DeepMind also used its vast computational resources (courtesy of its owner Alphabet Inc.) to train a large population of agents in parallel and transfer learned parameters across different agents to improve the general capabilities of the reinforcement learning systems.

DeepMind XLand agent training
DeepMind uses a multi-step and population-based mechanism to train many reinforcement learning agents

The performance of the reinforcement learning agents was evaluated based on their general ability to accomplish a wide range of tasks they had not been trained on. Some of the test tasks include well-known challenges such as “capture the flag” and “hide and seek.”

According to DeepMind, each agent played around 700,000 unique games in 4,000 unique worlds within XLand and went through 200 billion training steps across 3.4 million unique tasks (in the paper, the researchers write that 100 million steps are equivalent to approximately 30 minutes of training).

“At this time, our agents have been able to participate in every procedurally generated evaluation task except for a handful that were impossible even for a human,” the AI researchers wrote. “And the results we’re seeing clearly exhibit general, zero-shot behaviour across the task space.”

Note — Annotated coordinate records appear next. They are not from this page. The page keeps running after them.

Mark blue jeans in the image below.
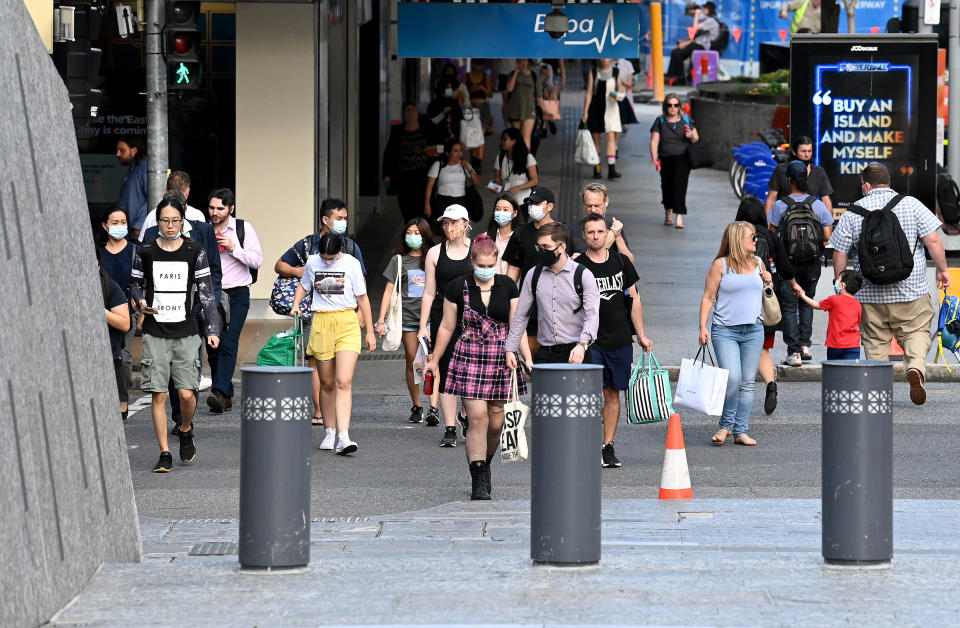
[710,323,763,436]
[780,262,821,355]
[827,347,860,360]
[207,286,250,397]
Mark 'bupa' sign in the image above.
[398,2,640,59]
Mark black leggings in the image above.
[660,155,690,214]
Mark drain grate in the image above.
[190,542,237,556]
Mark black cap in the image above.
[787,159,807,181]
[523,185,556,205]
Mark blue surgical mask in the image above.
[473,266,497,281]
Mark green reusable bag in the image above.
[257,316,303,366]
[627,351,674,423]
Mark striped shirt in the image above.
[830,188,940,303]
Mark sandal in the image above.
[710,427,730,447]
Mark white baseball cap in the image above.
[440,205,470,222]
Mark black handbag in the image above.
[684,140,714,170]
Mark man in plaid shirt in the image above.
[830,163,950,406]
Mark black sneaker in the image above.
[180,427,197,463]
[601,442,621,469]
[763,382,777,414]
[407,406,423,423]
[207,388,229,414]
[440,426,457,447]
[153,451,173,473]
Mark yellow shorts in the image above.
[307,310,362,361]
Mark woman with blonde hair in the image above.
[700,220,771,447]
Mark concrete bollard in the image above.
[238,366,313,571]
[821,360,893,566]
[530,364,603,565]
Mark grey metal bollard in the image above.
[238,366,313,570]
[530,364,603,565]
[821,360,893,566]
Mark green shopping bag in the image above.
[627,351,674,423]
[257,316,303,366]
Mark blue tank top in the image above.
[713,257,763,327]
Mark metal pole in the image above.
[821,360,893,566]
[145,0,169,209]
[238,366,313,571]
[947,0,960,181]
[530,364,603,565]
[650,2,663,102]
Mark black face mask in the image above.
[537,249,560,266]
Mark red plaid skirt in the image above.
[443,290,527,401]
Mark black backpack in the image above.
[237,218,260,286]
[848,194,916,286]
[937,166,960,224]
[530,260,587,319]
[779,195,823,263]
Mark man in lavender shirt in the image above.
[506,222,600,368]
[207,188,263,414]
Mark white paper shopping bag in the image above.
[673,345,730,416]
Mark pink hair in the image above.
[470,233,497,262]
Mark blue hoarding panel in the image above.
[397,2,640,59]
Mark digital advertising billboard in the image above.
[790,34,937,216]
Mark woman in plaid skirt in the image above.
[426,235,532,499]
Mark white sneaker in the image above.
[320,427,337,450]
[337,432,357,456]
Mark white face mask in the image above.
[527,203,547,222]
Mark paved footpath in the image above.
[51,499,960,628]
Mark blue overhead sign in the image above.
[398,2,640,59]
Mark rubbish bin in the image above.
[238,366,313,571]
[821,360,893,566]
[530,364,603,565]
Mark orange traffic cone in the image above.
[887,338,903,362]
[660,414,693,499]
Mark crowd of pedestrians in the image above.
[97,59,949,499]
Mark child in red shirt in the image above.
[799,270,863,360]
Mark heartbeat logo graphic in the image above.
[563,9,633,54]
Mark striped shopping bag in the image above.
[627,351,673,423]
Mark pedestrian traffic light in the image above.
[52,4,103,120]
[166,0,202,89]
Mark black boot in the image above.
[470,460,490,500]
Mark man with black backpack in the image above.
[767,160,833,366]
[506,222,600,368]
[830,162,950,406]
[207,188,263,414]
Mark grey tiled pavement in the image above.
[51,499,960,628]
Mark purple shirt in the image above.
[217,216,263,290]
[506,257,600,351]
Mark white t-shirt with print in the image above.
[300,253,367,312]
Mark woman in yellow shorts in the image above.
[290,233,377,456]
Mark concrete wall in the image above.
[0,0,140,626]
[237,2,325,302]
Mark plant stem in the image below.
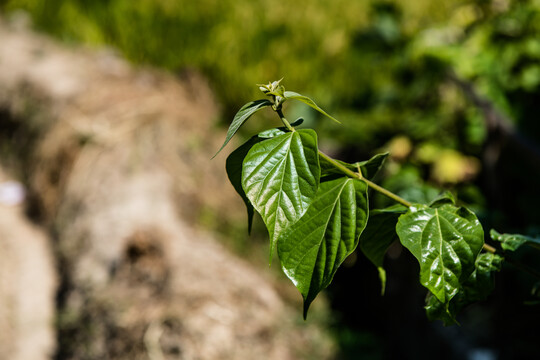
[276,109,506,254]
[319,150,412,207]
[482,243,497,254]
[276,109,295,131]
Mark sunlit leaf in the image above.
[425,253,504,325]
[396,204,484,306]
[242,130,320,259]
[283,91,341,124]
[278,177,368,318]
[212,99,272,159]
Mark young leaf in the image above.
[425,253,504,325]
[396,204,484,306]
[360,205,407,295]
[489,229,540,251]
[320,153,388,180]
[242,130,320,260]
[225,136,263,233]
[283,91,341,124]
[212,99,272,159]
[278,177,368,318]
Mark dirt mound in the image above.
[0,15,332,360]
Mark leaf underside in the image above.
[396,204,484,306]
[360,205,407,294]
[278,177,368,318]
[242,130,320,260]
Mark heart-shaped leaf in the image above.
[278,177,368,318]
[242,130,320,260]
[396,204,484,306]
[426,253,504,325]
[225,136,263,233]
[360,205,407,294]
[212,99,272,159]
[283,91,341,124]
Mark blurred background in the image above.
[0,0,540,360]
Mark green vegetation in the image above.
[218,81,538,324]
[0,0,540,359]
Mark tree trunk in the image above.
[0,17,332,360]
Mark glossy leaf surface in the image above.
[426,253,504,325]
[212,99,272,158]
[278,177,368,318]
[283,91,341,124]
[242,130,320,259]
[396,204,484,305]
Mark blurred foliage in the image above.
[0,0,540,358]
[0,0,540,225]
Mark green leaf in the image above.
[396,204,484,306]
[212,99,272,159]
[283,91,341,124]
[225,128,294,233]
[225,136,263,233]
[425,253,504,325]
[429,191,456,208]
[278,177,368,318]
[319,153,388,180]
[355,153,388,180]
[360,205,407,295]
[242,130,320,260]
[489,229,540,251]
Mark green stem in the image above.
[276,109,497,254]
[482,243,497,254]
[319,150,412,207]
[276,109,295,132]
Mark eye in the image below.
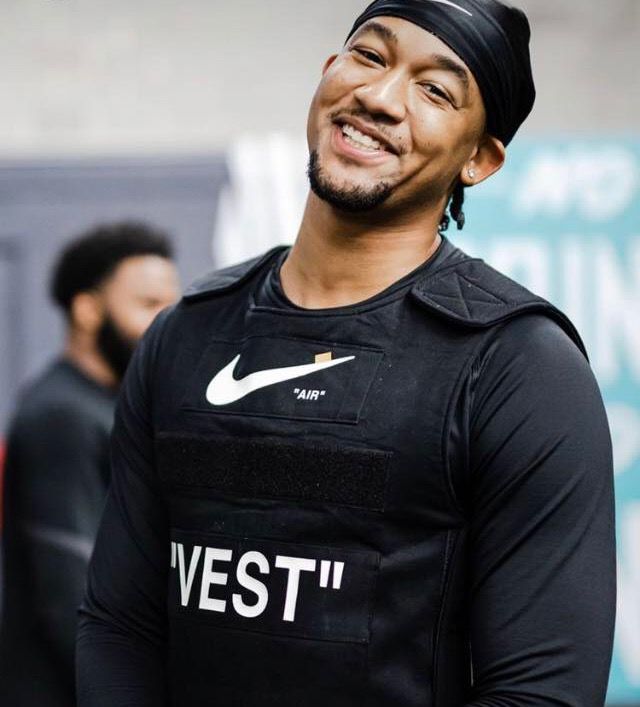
[422,83,453,103]
[352,47,384,66]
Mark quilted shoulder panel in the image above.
[411,258,587,356]
[182,246,288,302]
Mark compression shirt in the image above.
[78,239,615,707]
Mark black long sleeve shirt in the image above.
[78,241,615,707]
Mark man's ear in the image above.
[322,54,340,76]
[70,292,104,334]
[460,133,507,187]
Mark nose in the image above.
[354,71,406,123]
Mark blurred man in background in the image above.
[0,223,178,707]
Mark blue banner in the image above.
[460,138,640,705]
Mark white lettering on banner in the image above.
[607,403,640,478]
[199,547,233,614]
[513,146,640,221]
[276,555,316,621]
[594,242,640,382]
[231,552,269,619]
[178,543,202,606]
[616,503,640,687]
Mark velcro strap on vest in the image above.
[156,433,392,511]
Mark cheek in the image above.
[111,305,152,341]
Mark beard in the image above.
[96,312,138,381]
[307,150,394,213]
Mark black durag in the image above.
[347,0,536,145]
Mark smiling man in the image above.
[78,0,615,707]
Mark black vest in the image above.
[153,249,586,707]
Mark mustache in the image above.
[329,108,406,155]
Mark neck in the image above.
[281,192,441,309]
[64,330,120,388]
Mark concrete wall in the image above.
[0,0,640,157]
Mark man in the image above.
[78,0,615,707]
[0,223,178,707]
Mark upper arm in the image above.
[468,316,615,707]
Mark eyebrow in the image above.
[351,21,398,44]
[431,54,469,91]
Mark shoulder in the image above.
[412,249,587,358]
[183,246,288,302]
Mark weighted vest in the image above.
[153,242,586,707]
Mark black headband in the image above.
[347,0,536,145]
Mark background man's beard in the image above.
[307,150,393,213]
[96,313,137,381]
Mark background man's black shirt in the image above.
[0,360,115,707]
[78,240,615,707]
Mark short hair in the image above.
[50,221,173,315]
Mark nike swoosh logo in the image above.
[207,354,355,406]
[431,0,473,17]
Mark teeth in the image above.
[342,123,383,152]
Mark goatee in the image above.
[307,150,393,213]
[96,313,138,381]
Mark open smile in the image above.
[332,122,396,164]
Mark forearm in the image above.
[77,609,168,707]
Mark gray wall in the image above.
[0,0,640,156]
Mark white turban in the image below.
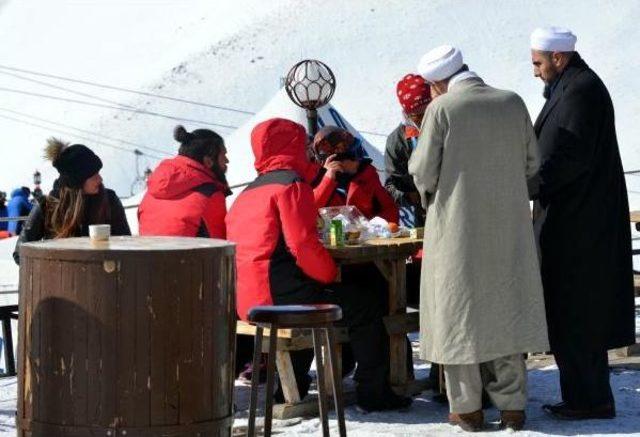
[531,27,577,52]
[418,45,464,82]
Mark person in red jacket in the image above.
[312,126,399,223]
[138,126,231,239]
[226,118,411,411]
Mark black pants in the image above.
[273,277,389,399]
[553,345,614,410]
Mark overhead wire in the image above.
[0,64,255,115]
[0,114,165,161]
[0,70,135,109]
[0,87,238,129]
[0,107,172,156]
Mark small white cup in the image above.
[89,225,111,241]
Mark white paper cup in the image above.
[89,225,111,241]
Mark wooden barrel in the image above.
[16,237,235,437]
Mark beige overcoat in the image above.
[409,77,549,364]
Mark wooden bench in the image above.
[236,320,353,419]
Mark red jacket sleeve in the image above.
[203,191,227,240]
[348,165,400,223]
[313,175,338,208]
[277,182,337,284]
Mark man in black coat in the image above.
[529,28,635,419]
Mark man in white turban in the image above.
[530,27,635,419]
[409,46,548,431]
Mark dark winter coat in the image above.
[138,155,228,239]
[13,188,131,264]
[226,119,337,319]
[384,123,424,227]
[7,188,32,235]
[312,161,400,223]
[530,53,635,351]
[0,205,9,231]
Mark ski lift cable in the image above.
[0,64,255,115]
[0,70,135,109]
[0,87,238,129]
[0,114,165,161]
[0,64,387,137]
[0,107,172,156]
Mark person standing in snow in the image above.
[13,138,131,264]
[0,191,9,233]
[226,118,411,411]
[409,46,548,431]
[7,187,33,235]
[384,74,431,227]
[138,122,231,239]
[530,28,635,419]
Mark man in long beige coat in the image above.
[409,46,549,431]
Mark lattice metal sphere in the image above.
[285,59,336,109]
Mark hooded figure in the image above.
[138,122,231,239]
[226,118,410,411]
[13,138,131,263]
[312,126,399,223]
[409,46,548,430]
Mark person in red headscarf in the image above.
[384,74,432,227]
[226,118,411,411]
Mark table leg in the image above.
[389,259,409,386]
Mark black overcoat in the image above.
[534,53,635,351]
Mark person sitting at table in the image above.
[13,138,131,264]
[307,126,399,223]
[138,126,231,239]
[226,118,411,411]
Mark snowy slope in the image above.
[0,0,640,207]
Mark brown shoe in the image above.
[500,410,525,431]
[449,410,484,432]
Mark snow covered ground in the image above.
[0,360,640,437]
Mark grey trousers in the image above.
[444,354,527,414]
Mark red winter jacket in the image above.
[138,155,228,239]
[307,163,400,223]
[226,118,337,320]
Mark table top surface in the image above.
[24,236,234,252]
[325,237,422,259]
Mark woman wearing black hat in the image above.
[13,138,131,263]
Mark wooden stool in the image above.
[247,305,347,437]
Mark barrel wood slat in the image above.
[17,237,235,437]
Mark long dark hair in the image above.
[42,183,111,238]
[173,125,228,185]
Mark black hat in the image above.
[45,138,102,188]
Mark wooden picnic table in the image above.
[326,237,426,395]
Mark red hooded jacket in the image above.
[226,118,337,320]
[138,155,228,239]
[307,163,400,223]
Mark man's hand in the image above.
[323,154,344,181]
[404,191,422,205]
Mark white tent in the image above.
[225,88,384,202]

Zero-shot machine learning models can solve problems that were not present in their training dataset. In a complicated space such as XLand, zero-shot learning might imply that the agents have obtained fundamental knowledge about their environment as opposed to memorizing sequences of image frames in specific tasks and environments.

The reinforcement learning agents further manifested signs of generalized learning when the researchers tried to adjust them for new tasks. According to their findings, 30 minutes of fine-tuning on new tasks was enough to create an impressive improvement in a reinforcement learning agent trained with the new method. In contrast, an agent trained from scratch for the same amount of time would have near-zero performance on most tasks.